Pada 10 September lalu, Perdana Menteri Prayuth Chan-ocha mengeluarkan pernyataan kepada media bahwa dirinya tidak akan menenggang kritik terhadap pemerintah.
Sesudah penahanan Pravit, Kolonel Winthai Suwaree, juru bicara junta atau The National Council for Peace and Order (NCPO), mengatakan menahan Pravit dengan alasan informasi yang disampaikan wartawan itu tidak sesuai dengan ukuran pemerintah untuk memelihara ketertiban dan perdamaian.
Junta militer menolak memberi informasi soal lokasi tempat penahanan Pravit dan menolak pengacara serta anggota keluarga Pravit mengakses informasi tersebut.
Pravit, 48 tahun, dikenal sebagai figur yang memperjuangkan kebebasan berpendapat di Thailand. Sejak terjadi kudeta pada Mei 2014, dia mengkritik keras pemerintah junta militer melalui kolomnya dan di media sosial. Pada 13 September lalu, Pravit menerima telepon dari petugas militer yang memintanya datang untuk menyampaikan laporan kepada otoritas militer di 1st Army Region.
Perwakilan dari The United Nations High Commissioner for Human Rights dan pengacara dari lembaga HAM Thailand mendampingi Pravit. Tapi para tentara menghalangi mereka menemani Pravit ketika memasuki markas sekitar pukul 14.00. Sejak saat itulah kabar Pravit tak diketahui lagi.
Minggu lalu, NCPO menahan dua politikus yang berseberangan dengan pemerintah, yakni Pichai Naripatapan dan Karun Hosakul, dengan alasan yang sama.

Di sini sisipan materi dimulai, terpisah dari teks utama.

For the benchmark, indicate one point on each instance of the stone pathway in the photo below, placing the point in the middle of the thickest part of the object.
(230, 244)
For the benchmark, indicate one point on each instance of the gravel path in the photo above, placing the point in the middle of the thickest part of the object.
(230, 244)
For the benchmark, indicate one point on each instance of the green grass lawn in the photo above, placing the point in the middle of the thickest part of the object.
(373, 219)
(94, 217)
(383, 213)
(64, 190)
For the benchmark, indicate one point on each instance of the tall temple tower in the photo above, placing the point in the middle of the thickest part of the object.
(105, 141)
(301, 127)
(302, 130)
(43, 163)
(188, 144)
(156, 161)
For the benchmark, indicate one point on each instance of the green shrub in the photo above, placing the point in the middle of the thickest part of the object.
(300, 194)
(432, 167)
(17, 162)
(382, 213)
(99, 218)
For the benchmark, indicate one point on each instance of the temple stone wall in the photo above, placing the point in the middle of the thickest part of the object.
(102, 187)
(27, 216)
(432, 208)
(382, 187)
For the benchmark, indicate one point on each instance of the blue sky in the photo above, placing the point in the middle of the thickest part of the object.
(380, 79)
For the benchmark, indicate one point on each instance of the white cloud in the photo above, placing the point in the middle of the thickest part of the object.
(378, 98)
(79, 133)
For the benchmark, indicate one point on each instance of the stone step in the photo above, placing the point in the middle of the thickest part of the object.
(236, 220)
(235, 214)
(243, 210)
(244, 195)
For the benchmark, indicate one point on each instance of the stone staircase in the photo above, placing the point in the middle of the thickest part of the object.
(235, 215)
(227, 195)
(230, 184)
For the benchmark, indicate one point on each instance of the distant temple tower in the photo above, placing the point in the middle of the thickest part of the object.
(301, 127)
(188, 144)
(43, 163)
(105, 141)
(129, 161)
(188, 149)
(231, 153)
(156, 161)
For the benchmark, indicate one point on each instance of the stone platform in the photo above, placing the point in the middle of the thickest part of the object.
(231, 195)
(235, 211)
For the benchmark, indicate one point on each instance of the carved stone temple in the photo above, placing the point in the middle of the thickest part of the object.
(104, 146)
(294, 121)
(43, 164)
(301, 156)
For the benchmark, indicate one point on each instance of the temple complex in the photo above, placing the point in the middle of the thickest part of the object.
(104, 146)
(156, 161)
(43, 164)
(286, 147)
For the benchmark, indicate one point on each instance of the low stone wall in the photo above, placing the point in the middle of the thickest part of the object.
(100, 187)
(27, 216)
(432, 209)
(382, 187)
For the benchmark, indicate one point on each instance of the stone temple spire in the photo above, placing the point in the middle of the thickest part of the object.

Prayuth dijadwalkan menghadiri pertemuan PBB di New York pada minggu keempat September. Brad Adams mengatakan kehadiran Prayuth dalam perhelatan itu diharapkan menjadi momen bagi para pemimpin negara di seluruh dunia untuk menekan junta Thailand agar menghormati HAM dan mengupayakan demokrasi di negaranya.